Ursodeoxycholic acid (UDCA) is a secondary bile acid that is used to treat primary biliary cholangitis. Although UDCA has a hepatoprotective effect in some diseases, its benefit in nonalcoholic fatty liver disease (NAFLD) remains controversial. We aimed to evaluate the pharmacokinetics (PK) and pharmacodynamics (PD) of UDCA in overweight subjects with elevated liver enzymes after multiple administrations of UDCA and compare these changes with vitamin E treatment. Overweight subjects (body mass index, 25-30 kg/m2 ) with elevated alanine aminotransferase (ALT) level (40-200 IU/L) were enrolled.
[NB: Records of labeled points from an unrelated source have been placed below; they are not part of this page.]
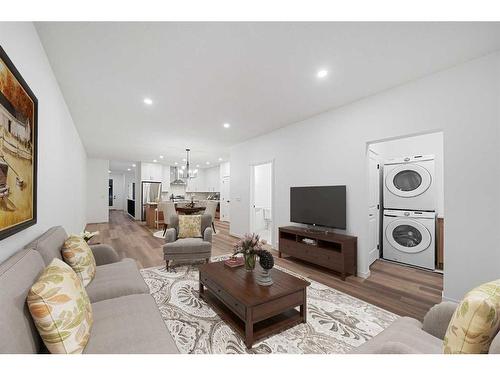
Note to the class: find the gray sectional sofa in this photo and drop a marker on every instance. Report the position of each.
(126, 318)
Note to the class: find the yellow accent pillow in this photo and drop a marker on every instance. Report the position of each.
(61, 309)
(476, 321)
(189, 226)
(77, 253)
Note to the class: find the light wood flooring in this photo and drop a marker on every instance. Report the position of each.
(403, 290)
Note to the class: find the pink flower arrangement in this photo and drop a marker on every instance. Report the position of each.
(249, 244)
Subjects received one of the following three 8-week treatments: UDCA 300 mg twice daily UDCA 300 mg twice daily for 4 weeks followed by UDCA 300 mg twice daily and metformin 500 mg twice daily for 4 weeks, and vitamin E 400 IU twice daily. PK and PD (liver function, lipid profiles, insulin sensitivity, and miR-122) analyses were performed. Thirty subjects were enrolled; 1 subject withdrew his consent during the study. The PK characteristics were similar to those of healthy volunteers. The ALT and miR-122 levels decreased in the UDCA groups, whereas the ALT and aspartate aminotransferase levels decreased in the vitamin E group. The lipid profiles and insulin sensitivity did not show significant changes among the groups. There was no serious adverse event, and the safety profiles were similar among the treatment groups. The liver enzyme and miR-122 levels were decreased by UDCA. Considering UDCA and vitamin E have a hepatoprotective effect and different mechanisms of action, combination therapy could be an option for NAFLD.